If my foreign entity’s registered agent in New Jersey resigns, how long do I have to appoint a new one?
Under N.J.S.A. 14A:4-3, when a registered agent resigns or becomes disqualified, the entity must “forthwith” designate a successor and file the appropriate certificate with the Secretary of State. New Jersey does not specify a fixed cure period measured in calendar days for an agent resignation — the statute requires prompt action. However, if the agent position remains vacant and DORES identifies the deficiency, the entity will receive notice and must cure before revocation proceedings advance. Acting promptly upon learning of the resignation avoids a gap that could expose the entity to substitute service through the state.
Do I need a certificate of good standing from my home state to register in New Jersey?

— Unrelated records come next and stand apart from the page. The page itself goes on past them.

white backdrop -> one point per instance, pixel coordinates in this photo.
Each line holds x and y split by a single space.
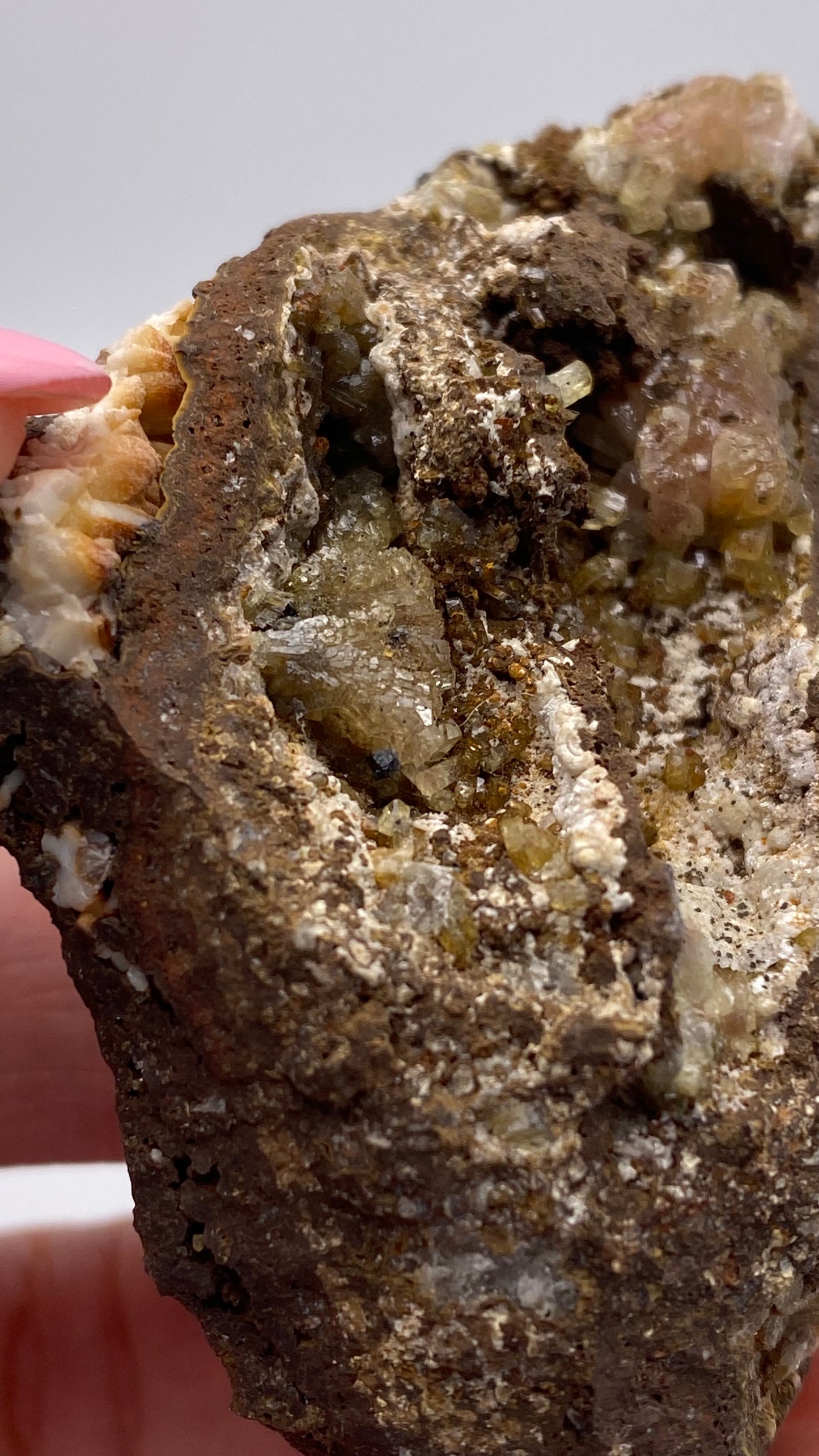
145 142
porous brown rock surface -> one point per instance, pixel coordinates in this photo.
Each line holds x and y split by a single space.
407 711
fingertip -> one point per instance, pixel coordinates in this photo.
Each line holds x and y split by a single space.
95 1360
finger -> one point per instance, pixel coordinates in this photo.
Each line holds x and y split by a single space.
56 1093
95 1363
799 1433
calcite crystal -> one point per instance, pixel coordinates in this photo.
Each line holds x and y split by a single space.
409 714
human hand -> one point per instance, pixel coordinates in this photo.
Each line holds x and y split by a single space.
94 1362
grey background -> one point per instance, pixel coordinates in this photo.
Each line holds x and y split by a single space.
146 140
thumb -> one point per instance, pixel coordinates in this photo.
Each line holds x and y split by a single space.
94 1362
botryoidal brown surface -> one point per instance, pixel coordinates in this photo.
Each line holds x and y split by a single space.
411 733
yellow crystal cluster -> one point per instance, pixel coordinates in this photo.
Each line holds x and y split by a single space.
656 156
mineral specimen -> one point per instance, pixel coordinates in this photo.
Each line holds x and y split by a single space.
409 715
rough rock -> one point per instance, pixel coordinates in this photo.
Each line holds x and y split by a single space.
409 718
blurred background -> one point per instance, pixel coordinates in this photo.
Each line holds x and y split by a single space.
146 143
143 143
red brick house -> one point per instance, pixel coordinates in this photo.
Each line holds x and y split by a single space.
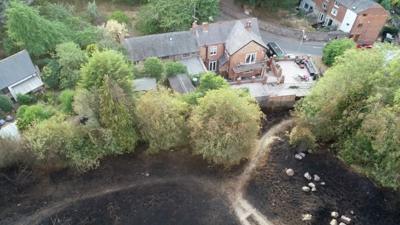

Yes. The Application for Certificate of Authority (Form C-113) for foreign corporations instructs the applicant to “attach a Good Standing Certificate from the home state dated no more than 30 days prior to filing in New Jersey.” Foreign LLCs and foreign limited partnerships face similar requirements under their respective statutes. The entity should obtain this certificate from its home jurisdiction’s filing authority shortly before submitting its New Jersey application to ensure it falls within the recency window.
What is the filing fee to register a foreign LLC in New Jersey?
The filing fee to register a foreign LLC in New Jersey is $125, payable to the Division of Revenue and Enterprise Services. Online filings through the Business Formation portal accept credit card (with a $3.00 surcharge) and e-check (with a $0.50 fee). The same $125 fee applies to foreign business corporations, foreign nonprofit corporations, foreign limited partnerships, foreign LLPs, and foreign professional corporations — the fee is uniform across all for-profit and nonprofit foreign entity types. All current fees are published on the Registry Fee Schedules page.